Dichte Rauchnebelschwaden durchzogen den mit trockenen Nadeln besetzten dichten Wald. Immer wieder strömte dadurch sauerstoffarme Luft in meinen Rachen und ließ mich husten. Mir war so schon extrem übel, doch dadurch wurde es noch schlimmer. Tausend Dinge begannen mir durch den Kopf zu gehen. Ob es nun unser Ende war... Ob wir das alles wirklich verdienten... Und vor allem: Gewinnt das Böse? Wir waren in keinem Märchen, was ich mir in diesem Moment eindeutig wünschte. Jedoch mussten wir der Tatsache ins Auge blicken. Wir konnten nicht bloß das Schicksal auf uns zukommen lassen, sondern mussten uns dagegen wehren. Aber wie nur?
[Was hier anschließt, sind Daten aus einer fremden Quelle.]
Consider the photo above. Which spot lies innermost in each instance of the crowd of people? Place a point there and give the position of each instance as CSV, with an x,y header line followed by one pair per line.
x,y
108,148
Eine Flucht schien in diesem Moment aussichtslos. Wie River überhaupt nur so ruhig bleiben konnte, war mir unbegreiflich. Ich spürte zwar klar und deutlich, dass es auch nicht spurlos an ihm vorbeiging, aber mit dem Wissen, dass man uns umbringen wollte, wäre ich an seiner Stelle komplett verzweifelt. Womöglich sah es bei ihm im Inneren auch so aus. Zwar spürte ich seine Empfindungen, trotzdem hatte er schon immer einen Frevel dafür diese zu verbergen. Trotz dessen war das ganz gut, da wenigstens einer einen kühlen Kopf behielt.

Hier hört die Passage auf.